I wondered when I was little what it would be like to have a famous alter-ego. Like Locke or Demosthenes in Ender’s Game, or Batman in the Marvel comics, or the Power Rangers. Yeah, I remember watching Power Rangers.
The thought of having an ability to influence people beyond what normally happened, and living a dual life, intrigued me beyond imagination. I even went so far as to pretend what it would be like if I had superpowers like being able to manipulate electricity (Cole McGrath, anyone?), or water (last of the Airbenders?) or make the air thick enough to walk on.
It didn’t take me very long to realize that there really aren’t any superheroes like you see in movies. The closest you get is modern science and illusion. But at the same time, I felt like the most amazing things that happened in my life – the key moments that made me who I am – were often associated with quiet, silent actions from someone whose name I can’t even remember. A teacher who sat down with me to open my mind. A line or phrase in a poem or song that stuck and changed me. A concept that moved the needle in my heart far enough to make me a better man.
And maybe that’s better. I think that hero-worship can rob humanity of its essence for good. By exalting one person above the throngs, we deify people who were never meant to be deified. And, in part, offload the burdens of individual humanity onto another. If there’s a hero who will save the day… or who will be there for others, why should I put my own time, resources, or life on the line? When we engage in hero-worship, all those who put their time and lives on the line are marked as a “hero” – disconnected from the reality of their imperfection. Even their everyday actions become worthy of honor, and in our minds they can never do wrong.
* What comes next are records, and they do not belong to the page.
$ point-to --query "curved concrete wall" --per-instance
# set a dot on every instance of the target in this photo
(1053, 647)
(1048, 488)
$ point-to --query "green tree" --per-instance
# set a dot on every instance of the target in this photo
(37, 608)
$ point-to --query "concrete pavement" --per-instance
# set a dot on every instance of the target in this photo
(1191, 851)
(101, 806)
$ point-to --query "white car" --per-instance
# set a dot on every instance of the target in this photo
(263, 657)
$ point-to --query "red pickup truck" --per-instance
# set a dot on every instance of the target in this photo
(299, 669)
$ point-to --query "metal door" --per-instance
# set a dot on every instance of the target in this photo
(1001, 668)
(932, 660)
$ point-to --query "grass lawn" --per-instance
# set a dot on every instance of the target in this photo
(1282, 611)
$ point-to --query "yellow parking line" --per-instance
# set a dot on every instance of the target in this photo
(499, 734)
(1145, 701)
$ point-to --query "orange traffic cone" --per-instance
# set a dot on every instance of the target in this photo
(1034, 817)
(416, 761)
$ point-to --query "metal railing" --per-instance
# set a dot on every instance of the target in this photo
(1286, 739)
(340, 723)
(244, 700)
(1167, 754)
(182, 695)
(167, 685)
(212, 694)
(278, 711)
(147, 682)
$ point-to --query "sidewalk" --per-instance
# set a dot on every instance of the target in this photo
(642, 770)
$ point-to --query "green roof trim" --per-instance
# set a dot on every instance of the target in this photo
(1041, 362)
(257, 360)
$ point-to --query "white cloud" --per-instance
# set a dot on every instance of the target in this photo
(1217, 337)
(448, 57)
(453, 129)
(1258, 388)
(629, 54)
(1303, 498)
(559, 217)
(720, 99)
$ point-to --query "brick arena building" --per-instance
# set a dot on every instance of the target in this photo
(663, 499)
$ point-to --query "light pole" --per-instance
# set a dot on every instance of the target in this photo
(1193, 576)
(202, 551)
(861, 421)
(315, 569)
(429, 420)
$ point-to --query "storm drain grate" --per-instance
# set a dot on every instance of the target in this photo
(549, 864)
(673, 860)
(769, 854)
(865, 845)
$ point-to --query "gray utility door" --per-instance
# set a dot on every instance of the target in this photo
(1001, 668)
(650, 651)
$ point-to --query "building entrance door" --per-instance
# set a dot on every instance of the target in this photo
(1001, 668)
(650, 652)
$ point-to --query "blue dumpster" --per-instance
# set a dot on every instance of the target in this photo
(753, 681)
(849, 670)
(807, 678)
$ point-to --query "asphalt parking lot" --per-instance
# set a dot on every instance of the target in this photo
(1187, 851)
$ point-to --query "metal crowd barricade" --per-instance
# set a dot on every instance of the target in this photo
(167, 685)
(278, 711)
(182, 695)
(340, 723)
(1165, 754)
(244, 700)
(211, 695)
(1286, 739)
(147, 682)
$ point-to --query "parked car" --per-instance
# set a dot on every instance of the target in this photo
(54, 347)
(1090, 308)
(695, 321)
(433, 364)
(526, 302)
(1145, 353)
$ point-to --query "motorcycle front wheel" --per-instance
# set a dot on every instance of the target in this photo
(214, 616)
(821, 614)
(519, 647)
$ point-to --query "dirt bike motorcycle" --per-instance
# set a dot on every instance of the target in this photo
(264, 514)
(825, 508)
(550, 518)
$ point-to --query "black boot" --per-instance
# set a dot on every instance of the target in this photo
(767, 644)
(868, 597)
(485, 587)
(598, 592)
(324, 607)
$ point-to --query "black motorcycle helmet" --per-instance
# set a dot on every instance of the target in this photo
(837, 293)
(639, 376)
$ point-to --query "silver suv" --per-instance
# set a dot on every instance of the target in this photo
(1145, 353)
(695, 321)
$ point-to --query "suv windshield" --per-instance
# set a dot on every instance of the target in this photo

Even without superheroes, we engage in hero worship.
The last few years I’ve seen that. What begins as a desire to simply make a difference in the world gets catapulted and twisted into something grand. Living the gospel and writing about it – what we do here on Northern Lights – isn’t heroic. It’s part of who we are. And yet somehow it has become that way. I’ve been called a hero and thanked so many times that it is getting to my head. To the point that I find myself feeling like the Power Rangers – as if I have some amazing hidden talent to share with the world. And what is it – the ability to listen to the Spirit and write well? To counsel people who are in need? To apply the doctrine of the gospel in my life? If I do have them, they’re gifts of the Spirit… and freely available to anyone who seeks them.
I’m really nothing special.
And realizing that is far more meaningful than thinking about heroes.
The issue is that when we place someone on a pedestal, we rob them of humanity. Of fault and flaw and, perhaps most importantly, of being able to communicate on the same level. Every word thereafter comes from on high – either as from the heavens or from a place of arrogance. Only when they fall, or we take them down from the pedestal in our minds through some other means, do we realize that they’re just like us – imperfect and trying to make a difference in the world. And when we place someone on a pedestal – for whatever reason – we also make the inherent assumption that we could never be who they are.
This post was sort of all over the place. But I guess my thoughts are simply about how we view others. Whether we look up or down or just sideways at their actions… and how those decisions influence us. The people living with same-sex attraction. Our leaders and friends and siblings and others. We’re all brothers and sisters. Yes, we need role models to help us move toward a common goal. But you can reach and surpass your role models because they’re human too. We all are. Only One being – Christ – is worthy to stand on a pedestal. But He didn’t. He lived among men. Which means that we should, too.